Tumor-infiltrating T cells in mice treated with PancVAX and checkpoint modulators. ELISPOT assays showing IFN-γ–producing CD8+ T cells from tumors isolated from mice receiving triple therapy (PancVAX + anti–PD-1 + OX40). ** indicates too many spots to count (A) or isotype control is shown in (B). Isolated CD8+ T cells were incubated with T2-Db or T2-Kb antigen-presenting cells (APCs) that were pulsed with individual PancVAX peptides (as shown). Tumors from 10 mice per group were pooled; technical replicates are shown. (C) Flow cytometry showing the percentage of CD8+ T cells expressing IFN-γ, IFN-γ with PD-1, or PD-1 alone. (D) Flow cytometry showing the percentage of CD4+ T cells expressing FoxP3, IFN-γ, IFN-γ and PD-1, or PD-1 alone. Each bar represents cells isolated from a single tumor for C and D. Statistics by unpaired Student’s t test. (E) Tumor-infiltrating T cells were harvested and stained for the surface expression of the exhaustion markers Lag3 and PD-1 (flow cytometry) (representative traces from single tumor). (F) Flow cytometry showing the percentage of CD8+ T cells coexpressing PD-1 and Lag3 following treatment of mice with PancVAX, ADU-V16, AddaVax, low-dose OX40 (50 μg), and/or anti–PD-1 (100 μg). Relevant isotype antibodies were used as controls. For E and F, cells were gated by size for T cells and then gated for live CD8+ T cells. Statistics by Student’s t test, corrected for Bonferroni. P < 0.05; n = 3 mice per group (except the triple treatment as the other 2 tumors were cleared); individual mice and mean ± SEM are shown.
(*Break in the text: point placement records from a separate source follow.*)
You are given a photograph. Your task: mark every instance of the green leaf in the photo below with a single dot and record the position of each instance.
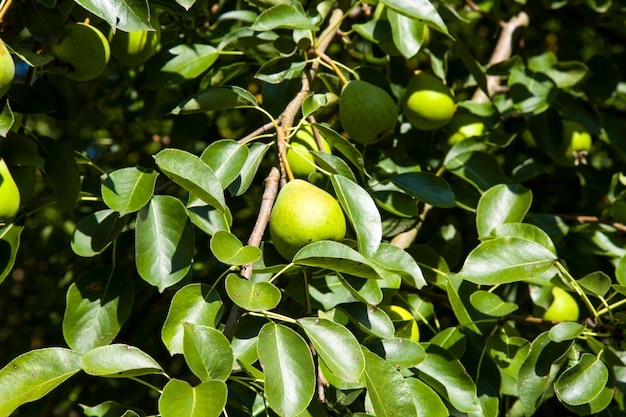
(503, 203)
(336, 257)
(370, 319)
(9, 245)
(226, 158)
(193, 174)
(164, 242)
(361, 211)
(426, 400)
(126, 15)
(397, 260)
(387, 389)
(97, 305)
(34, 374)
(446, 375)
(419, 10)
(408, 33)
(491, 304)
(252, 296)
(582, 382)
(283, 16)
(179, 399)
(539, 370)
(119, 361)
(95, 232)
(228, 249)
(207, 352)
(480, 169)
(504, 260)
(192, 304)
(426, 187)
(399, 352)
(336, 346)
(288, 367)
(217, 98)
(189, 61)
(127, 190)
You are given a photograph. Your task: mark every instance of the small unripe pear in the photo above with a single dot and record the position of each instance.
(9, 194)
(367, 113)
(428, 102)
(303, 214)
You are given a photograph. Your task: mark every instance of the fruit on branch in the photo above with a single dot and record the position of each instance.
(428, 102)
(299, 152)
(367, 112)
(463, 126)
(83, 51)
(136, 47)
(7, 69)
(9, 194)
(563, 308)
(303, 214)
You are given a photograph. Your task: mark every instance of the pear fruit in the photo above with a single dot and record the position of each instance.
(428, 102)
(303, 214)
(563, 308)
(464, 126)
(299, 152)
(9, 194)
(367, 113)
(136, 47)
(7, 69)
(83, 51)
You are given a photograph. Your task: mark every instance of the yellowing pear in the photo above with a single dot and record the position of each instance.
(428, 102)
(563, 308)
(303, 214)
(367, 113)
(299, 152)
(83, 51)
(9, 194)
(7, 69)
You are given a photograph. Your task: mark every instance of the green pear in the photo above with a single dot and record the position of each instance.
(83, 52)
(299, 152)
(303, 214)
(136, 47)
(9, 194)
(428, 102)
(367, 113)
(563, 308)
(7, 69)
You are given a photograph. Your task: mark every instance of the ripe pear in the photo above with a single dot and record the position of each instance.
(299, 153)
(428, 102)
(9, 194)
(136, 47)
(303, 214)
(367, 113)
(563, 308)
(7, 69)
(83, 51)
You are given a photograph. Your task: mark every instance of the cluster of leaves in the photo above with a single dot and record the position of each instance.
(171, 284)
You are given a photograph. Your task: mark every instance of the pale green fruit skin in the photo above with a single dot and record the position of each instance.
(83, 50)
(563, 307)
(9, 194)
(135, 48)
(300, 159)
(367, 113)
(428, 102)
(7, 69)
(464, 126)
(303, 214)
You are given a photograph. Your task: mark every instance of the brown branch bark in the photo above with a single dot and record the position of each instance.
(502, 52)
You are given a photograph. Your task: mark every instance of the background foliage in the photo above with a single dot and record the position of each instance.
(137, 278)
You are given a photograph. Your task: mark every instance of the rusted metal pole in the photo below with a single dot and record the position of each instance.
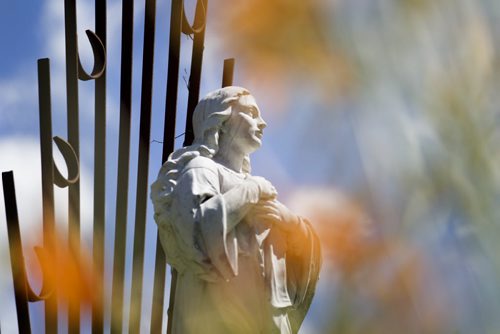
(198, 30)
(228, 72)
(123, 167)
(73, 139)
(44, 102)
(142, 167)
(168, 147)
(196, 63)
(99, 176)
(16, 253)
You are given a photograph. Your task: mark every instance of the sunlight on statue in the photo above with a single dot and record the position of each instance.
(245, 262)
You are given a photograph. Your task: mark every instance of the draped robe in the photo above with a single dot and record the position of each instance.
(233, 277)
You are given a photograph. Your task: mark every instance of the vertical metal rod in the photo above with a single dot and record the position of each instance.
(73, 139)
(195, 75)
(99, 176)
(142, 167)
(168, 147)
(123, 167)
(16, 253)
(228, 72)
(47, 180)
(194, 94)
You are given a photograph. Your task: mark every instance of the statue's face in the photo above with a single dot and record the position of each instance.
(244, 127)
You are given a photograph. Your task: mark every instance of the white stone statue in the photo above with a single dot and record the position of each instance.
(245, 263)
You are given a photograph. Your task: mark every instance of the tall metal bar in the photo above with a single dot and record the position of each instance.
(195, 75)
(123, 167)
(16, 253)
(142, 167)
(228, 72)
(73, 139)
(168, 147)
(193, 97)
(99, 175)
(44, 102)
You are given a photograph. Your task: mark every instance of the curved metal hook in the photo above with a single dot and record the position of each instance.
(72, 162)
(199, 20)
(99, 52)
(48, 285)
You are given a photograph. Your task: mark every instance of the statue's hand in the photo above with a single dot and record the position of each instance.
(266, 189)
(276, 213)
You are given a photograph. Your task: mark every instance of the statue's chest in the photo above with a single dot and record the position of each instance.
(229, 179)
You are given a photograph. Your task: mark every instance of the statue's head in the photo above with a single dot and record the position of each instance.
(228, 115)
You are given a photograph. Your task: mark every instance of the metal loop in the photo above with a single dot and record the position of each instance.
(48, 277)
(99, 52)
(71, 160)
(200, 19)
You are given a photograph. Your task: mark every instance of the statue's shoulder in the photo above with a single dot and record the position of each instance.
(202, 163)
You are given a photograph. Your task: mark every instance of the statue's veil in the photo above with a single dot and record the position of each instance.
(209, 115)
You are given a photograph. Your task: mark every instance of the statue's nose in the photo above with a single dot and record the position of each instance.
(261, 123)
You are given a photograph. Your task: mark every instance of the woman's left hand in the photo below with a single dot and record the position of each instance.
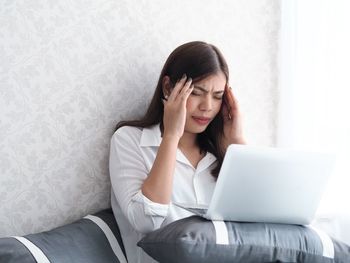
(233, 127)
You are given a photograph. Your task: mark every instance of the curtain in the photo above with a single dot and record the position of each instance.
(314, 81)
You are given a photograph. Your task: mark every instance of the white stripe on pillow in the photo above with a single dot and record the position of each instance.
(327, 243)
(110, 236)
(37, 253)
(221, 232)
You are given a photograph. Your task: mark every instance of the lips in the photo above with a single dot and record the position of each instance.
(201, 120)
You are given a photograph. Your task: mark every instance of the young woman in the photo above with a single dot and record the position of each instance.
(174, 153)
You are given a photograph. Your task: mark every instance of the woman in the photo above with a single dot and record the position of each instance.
(174, 153)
In separate studies, flow cytometry of disaggregated TILs isolated on day 43 from mice treated with either PancVAX plus agonist OX40 antibody or PancVAX plus anti–PD-1 antibody showed differences in IFN-γ and PD-1 expression on CD8+ T cells. Notably, cells isolated from PancVAX-OX40–treated mice showed robust IFN-γ production with minimal PD-1 expression. In contrast, mice treated with PancVAX plus anti–PD-1 displayed low IFN-γ expression and high surface PD-1 (Figure 5C). Moreover, with OX40 treatment, CD3+CD4+FoxP3+ Tregs were reduced and IFN-γ–expressing CD3+CD4+ T cells were increased in the TME. The latter finding indicates that OX40 activation shifts the inducible Treg compartment toward a T effector phenotype (Figure 5D). Analysis of TILs for exhaustion markers further showed that PancVAX plus anti–PD-1 treatment increased the CD8+PD-1+Lag3+ cell population, while addition of the agonist OX40 antibody resulted in marked decreased expression of exhaustion markers (Figure 5E).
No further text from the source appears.